From 84599480c6d821e69161b5d542871bb3d2c47582 Mon Sep 17 00:00:00 2001
From: fcakyon <fcakyon@gmail.com>
Date: Thu, 24 Nov 2022 13:42:10 +0300
Subject: [PATCH 82/86] update image_processing_auto for timesformer

---
 src/transformers/models/auto/image_processing_auto.py | 1 +
 1 file changed, 1 insertion(+)

diff --git a/src/transformers/models/auto/image_processing_auto.py b/src/transformers/models/auto/image_processing_auto.py
index 785aaac0d065..a9fc0fd4e5e6 100644
--- a/src/transformers/models/auto/image_processing_auto.py
+++ b/src/transformers/models/auto/image_processing_auto.py
@@ -63,6 +63,7 @@
         ("segformer", "SegformerImageProcessor"),
         ("swin", "ViTImageProcessor"),
         ("swinv2", "ViTImageProcessor"),
+        ("timesformer", "VideoMAEImageProcessor"),
         ("van", "ConvNextImageProcessor"),
         ("videomae", "VideoMAEImageProcessor"),
         ("vilt", "ViltImageProcessor"),

From bb9202ce255c31bac53b50ac674bba025fc43c59 Mon Sep 17 00:00:00 2001
From: fcakyon <fcakyon@gmail.com>
Date: Thu, 1 Dec 2022 00:13:57 +0300
Subject: [PATCH 83/86] update hub urls

---
 src/transformers/models/timesformer/modeling_timesformer.py | 2 +-
 tests/models/timesformer/test_modeling_timesformer.py       | 2 +-
 2 files changed, 2 insertions(+), 2 deletions(-)
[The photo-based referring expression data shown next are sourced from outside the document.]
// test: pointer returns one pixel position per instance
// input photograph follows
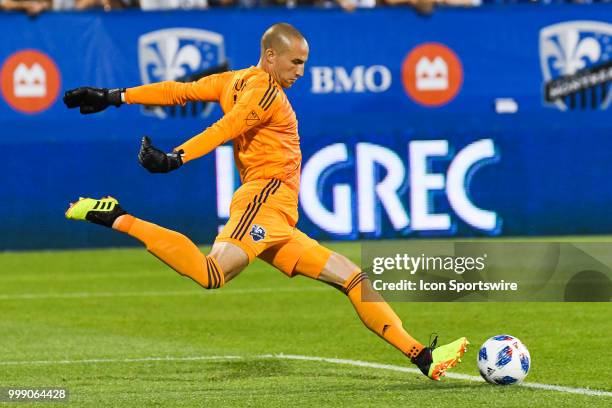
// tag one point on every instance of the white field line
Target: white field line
(355, 363)
(85, 295)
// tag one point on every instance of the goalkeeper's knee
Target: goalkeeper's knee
(212, 277)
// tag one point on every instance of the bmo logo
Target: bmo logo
(359, 79)
(432, 74)
(357, 206)
(30, 81)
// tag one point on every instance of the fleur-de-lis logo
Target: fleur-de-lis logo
(568, 52)
(177, 54)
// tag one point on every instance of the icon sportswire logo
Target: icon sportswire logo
(576, 64)
(180, 54)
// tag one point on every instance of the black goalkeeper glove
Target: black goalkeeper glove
(157, 161)
(92, 100)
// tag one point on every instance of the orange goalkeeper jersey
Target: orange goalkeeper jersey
(258, 118)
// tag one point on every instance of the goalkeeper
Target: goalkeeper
(262, 125)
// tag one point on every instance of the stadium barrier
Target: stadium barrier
(488, 121)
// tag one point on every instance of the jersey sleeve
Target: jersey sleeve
(254, 108)
(208, 88)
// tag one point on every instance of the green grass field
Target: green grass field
(118, 328)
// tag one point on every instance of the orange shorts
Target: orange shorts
(263, 214)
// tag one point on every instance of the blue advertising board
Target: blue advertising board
(487, 121)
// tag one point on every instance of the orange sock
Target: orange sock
(175, 250)
(378, 316)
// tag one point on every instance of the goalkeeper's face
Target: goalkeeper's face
(288, 64)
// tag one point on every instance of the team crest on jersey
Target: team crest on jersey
(252, 118)
(576, 64)
(257, 233)
(180, 54)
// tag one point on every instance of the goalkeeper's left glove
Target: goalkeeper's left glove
(155, 160)
(92, 100)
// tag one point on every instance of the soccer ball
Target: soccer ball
(503, 360)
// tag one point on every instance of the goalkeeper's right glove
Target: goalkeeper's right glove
(92, 100)
(155, 160)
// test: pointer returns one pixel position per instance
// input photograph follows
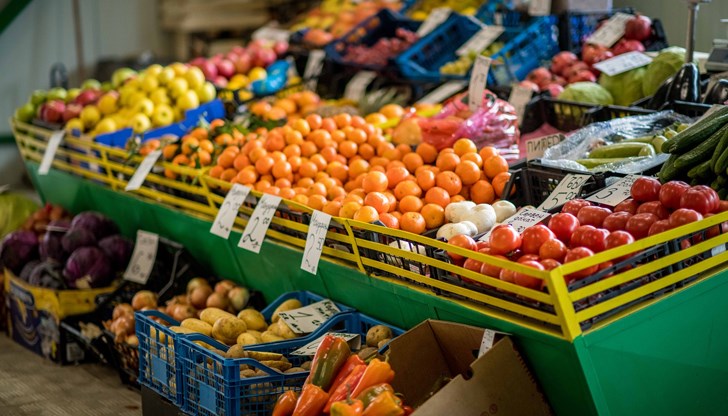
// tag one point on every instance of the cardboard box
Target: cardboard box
(497, 383)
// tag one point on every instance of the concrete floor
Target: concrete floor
(32, 386)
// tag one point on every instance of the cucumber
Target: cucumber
(698, 132)
(618, 150)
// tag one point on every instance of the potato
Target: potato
(253, 319)
(227, 329)
(211, 315)
(378, 333)
(287, 305)
(197, 325)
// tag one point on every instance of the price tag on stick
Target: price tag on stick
(260, 220)
(142, 259)
(315, 239)
(53, 142)
(229, 210)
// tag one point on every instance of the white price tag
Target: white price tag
(143, 170)
(565, 191)
(481, 40)
(536, 147)
(314, 65)
(310, 348)
(317, 230)
(142, 259)
(260, 220)
(53, 142)
(519, 98)
(478, 79)
(611, 31)
(357, 86)
(435, 19)
(623, 63)
(443, 92)
(616, 193)
(229, 210)
(307, 319)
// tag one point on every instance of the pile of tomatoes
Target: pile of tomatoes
(583, 229)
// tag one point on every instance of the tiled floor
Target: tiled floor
(32, 386)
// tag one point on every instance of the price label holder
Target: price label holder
(443, 92)
(535, 148)
(611, 31)
(357, 86)
(623, 63)
(53, 142)
(142, 259)
(565, 191)
(143, 170)
(480, 40)
(519, 98)
(229, 210)
(317, 230)
(616, 193)
(477, 82)
(260, 220)
(436, 17)
(354, 341)
(307, 319)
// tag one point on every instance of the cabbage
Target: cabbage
(626, 87)
(88, 267)
(665, 65)
(17, 249)
(118, 248)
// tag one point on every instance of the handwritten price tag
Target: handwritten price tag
(616, 193)
(143, 170)
(260, 220)
(565, 191)
(142, 259)
(623, 63)
(229, 210)
(307, 319)
(477, 82)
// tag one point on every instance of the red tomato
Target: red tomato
(645, 189)
(522, 279)
(639, 225)
(563, 226)
(616, 221)
(654, 207)
(534, 236)
(671, 192)
(574, 255)
(684, 216)
(628, 205)
(503, 240)
(572, 207)
(463, 241)
(553, 249)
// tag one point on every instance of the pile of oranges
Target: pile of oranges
(344, 166)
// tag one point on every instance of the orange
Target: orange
(410, 203)
(366, 214)
(468, 171)
(375, 182)
(437, 196)
(447, 161)
(450, 182)
(413, 222)
(494, 165)
(434, 215)
(427, 151)
(482, 192)
(406, 188)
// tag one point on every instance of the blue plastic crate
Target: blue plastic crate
(159, 357)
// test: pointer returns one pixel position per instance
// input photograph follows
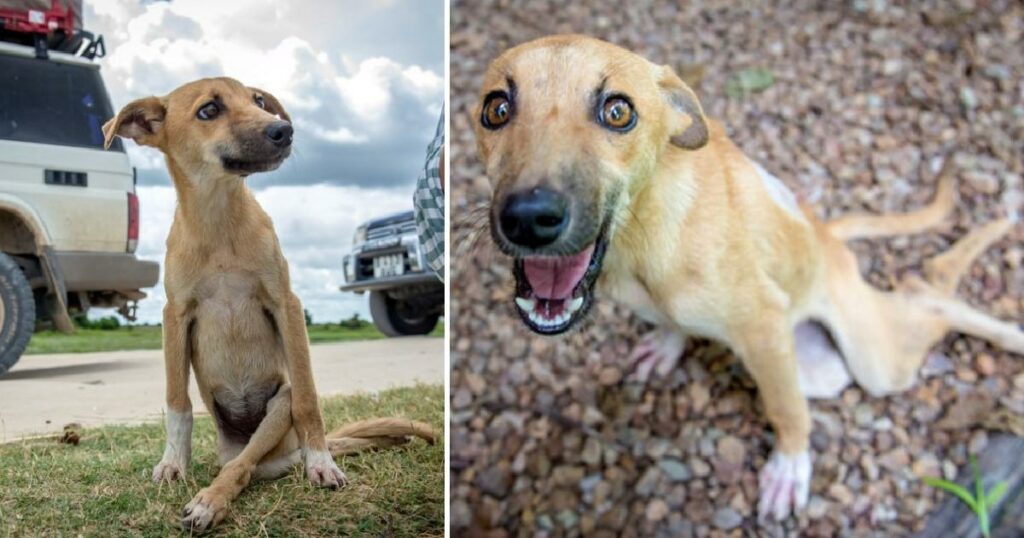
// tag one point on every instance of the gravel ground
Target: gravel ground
(550, 436)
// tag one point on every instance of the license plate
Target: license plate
(389, 265)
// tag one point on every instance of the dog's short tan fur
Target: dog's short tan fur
(701, 243)
(230, 313)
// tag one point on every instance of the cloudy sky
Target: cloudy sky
(363, 81)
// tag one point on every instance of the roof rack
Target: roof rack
(49, 25)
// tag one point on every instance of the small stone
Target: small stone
(462, 399)
(645, 486)
(726, 519)
(841, 493)
(937, 364)
(863, 415)
(731, 450)
(567, 519)
(675, 469)
(609, 376)
(495, 481)
(656, 510)
(969, 98)
(985, 365)
(699, 467)
(699, 396)
(591, 454)
(817, 507)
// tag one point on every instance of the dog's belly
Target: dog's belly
(237, 352)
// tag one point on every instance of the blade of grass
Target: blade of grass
(953, 488)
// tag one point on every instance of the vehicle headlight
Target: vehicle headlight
(349, 264)
(360, 236)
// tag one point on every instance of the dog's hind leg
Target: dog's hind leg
(209, 506)
(377, 433)
(864, 226)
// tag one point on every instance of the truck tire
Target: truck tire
(390, 320)
(17, 313)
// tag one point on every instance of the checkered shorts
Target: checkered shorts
(429, 203)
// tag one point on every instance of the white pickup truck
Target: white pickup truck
(69, 214)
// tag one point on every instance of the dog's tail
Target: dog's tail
(377, 432)
(864, 226)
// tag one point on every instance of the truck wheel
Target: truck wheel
(393, 319)
(17, 313)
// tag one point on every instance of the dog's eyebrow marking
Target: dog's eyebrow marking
(600, 89)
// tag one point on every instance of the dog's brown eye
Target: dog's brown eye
(497, 111)
(208, 111)
(616, 114)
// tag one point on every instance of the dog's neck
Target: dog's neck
(213, 207)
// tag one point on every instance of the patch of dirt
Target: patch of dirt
(549, 436)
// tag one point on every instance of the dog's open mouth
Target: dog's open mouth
(251, 166)
(554, 292)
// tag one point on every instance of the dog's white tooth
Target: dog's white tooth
(525, 304)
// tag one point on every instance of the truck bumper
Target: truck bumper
(393, 282)
(107, 272)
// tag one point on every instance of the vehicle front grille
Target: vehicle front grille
(392, 230)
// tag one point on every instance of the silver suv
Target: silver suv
(406, 296)
(69, 214)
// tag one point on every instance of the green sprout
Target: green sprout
(980, 501)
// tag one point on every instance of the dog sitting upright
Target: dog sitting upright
(230, 312)
(606, 172)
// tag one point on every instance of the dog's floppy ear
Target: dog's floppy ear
(272, 105)
(688, 127)
(140, 120)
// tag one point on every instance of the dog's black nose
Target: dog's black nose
(280, 133)
(535, 218)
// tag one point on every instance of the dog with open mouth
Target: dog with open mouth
(608, 178)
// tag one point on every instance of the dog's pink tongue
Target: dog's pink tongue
(556, 278)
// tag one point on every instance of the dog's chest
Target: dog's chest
(232, 324)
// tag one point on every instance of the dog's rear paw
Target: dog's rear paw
(657, 350)
(322, 469)
(203, 512)
(168, 471)
(785, 482)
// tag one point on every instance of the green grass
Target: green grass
(101, 487)
(147, 337)
(980, 502)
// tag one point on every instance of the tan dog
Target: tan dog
(606, 171)
(230, 312)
diff --git a/src/transformers/models/timesformer/modeling_timesformer.py b/src/transformers/models/timesformer/modeling_timesformer.py
index d9053f64ae2e..24862ef2ed93 100644
--- a/src/transformers/models/timesformer/modeling_timesformer.py
+++ b/src/transformers/models/timesformer/modeling_timesformer.py
@@ -37,7 +37,7 @@
 _CHECKPOINT_FOR_DOC = "facebook/timesformer"
 
 TIMESFORMER_PRETRAINED_MODEL_ARCHIVE_LIST = [
-    "fcakyon/timesformer-base-finetuned-k400",
+    "facebook/timesformer-base-finetuned-k400",
     # See all TimeSformer models at https://huggingface.co/models?filter=timesformer
 ]
 
diff --git a/tests/models/timesformer/test_modeling_timesformer.py b/tests/models/timesformer/test_modeling_timesformer.py
index 093bded98d13..8f95b1d0189d 100644
--- a/tests/models/timesformer/test_modeling_timesformer.py
+++ b/tests/models/timesformer/test_modeling_timesformer.py
@@ -343,7 +343,7 @@ def default_feature_extractor(self):
 
     @slow
     def test_inference_for_video_classification(self):
-        model = TimesformerForVideoClassification.from_pretrained("fcakyon/timesformer-base-finetuned-k400").to(
+        model = TimesformerForVideoClassification.from_pretrained("facebook/timesformer-base-finetuned-k400").to(
             torch_device
         )
 

From 991fb700434a251b6f5f5211280e96137908dd2a Mon Sep 17 00:00:00 2001
From: fcakyon <fcakyon@gmail.com>
Date: Thu, 1 Dec 2022 00:18:18 +0300
Subject: [PATCH 84/86] reformat

---
 src/transformers/__init__.py                  | 34 +++++++++----------
 .../models/auto/image_processing_auto.py      |  2 +-
 2 files changed, 18 insertions(+), 18 deletions(-)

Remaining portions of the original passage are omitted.